1. Multiple mechanisms of action: CSF-1 inhibition blocks invasion and metastases of cancer cells, while Keytruda prevents the abrogation of the immune attack on cancer cells;
2. Complementary actions in heterotypic cellular interactions in the cancer micro-environment: CSF-1 inhibits the function of MDSCs, a subset of heterogeneous bone marrow-derived hematopoietic cells that are found in the peripheral blood of cancer patients and positively correlate to malignancy. Solid tumors contain MDSCs that maintain an immune-suppressive network in the tumor microenvironment. So, Keytruda and CSF-1 may act in a complementary fashion in restoring cancer immunity.

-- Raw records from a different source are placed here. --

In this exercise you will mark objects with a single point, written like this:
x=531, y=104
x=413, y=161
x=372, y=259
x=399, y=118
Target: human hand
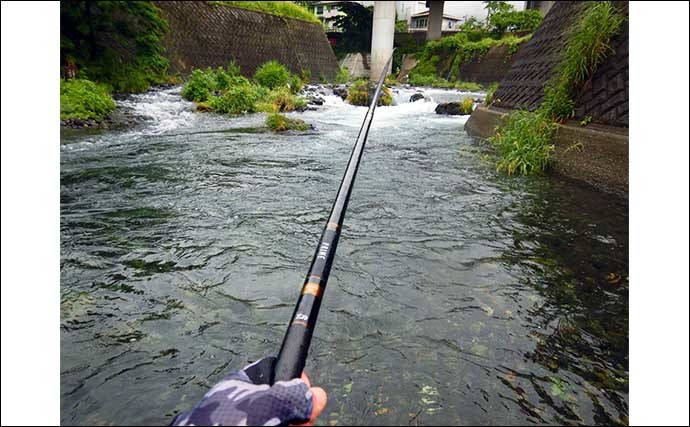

For example, certain breast cancers produce CSF-1, which promote macrophage infiltration and M2 differentiation. High Th2 CD4+ T cells with low CD8+ T cells results in a protumoral environment with increased metastatic risk. Interactions between M2 macrophages and MDSCs lead to high levels of IL-10 and low levels of IL-12, further reinforcing the M2 phenotype and increasing levels of Th2-type CD4+ T cells. These CD4+ T cells produce IL-4, which also polarizes macrophages toward M2, creating a feedback loop. Meanwhile, CD8+ T cells are suppressed, resulting in an overall immune-permissive environment for tumor growth and spread. So basically an increase in level of IL-12 will be needed for the CSF-1 Inhibitor PLX3397 combination with Keytruda to work for multiple cancers.

Coincidently on May 2015, Merck entered into collaboration with Plexxikon to combine PLX3397 with its PD-1 antibody, Keytruda, after Oncosec and UCSF had decided to evaluate the safety, tolerability and efficacy of the combination of Keytruda with ImmunoPulse IL-12 in metastatic melanoma.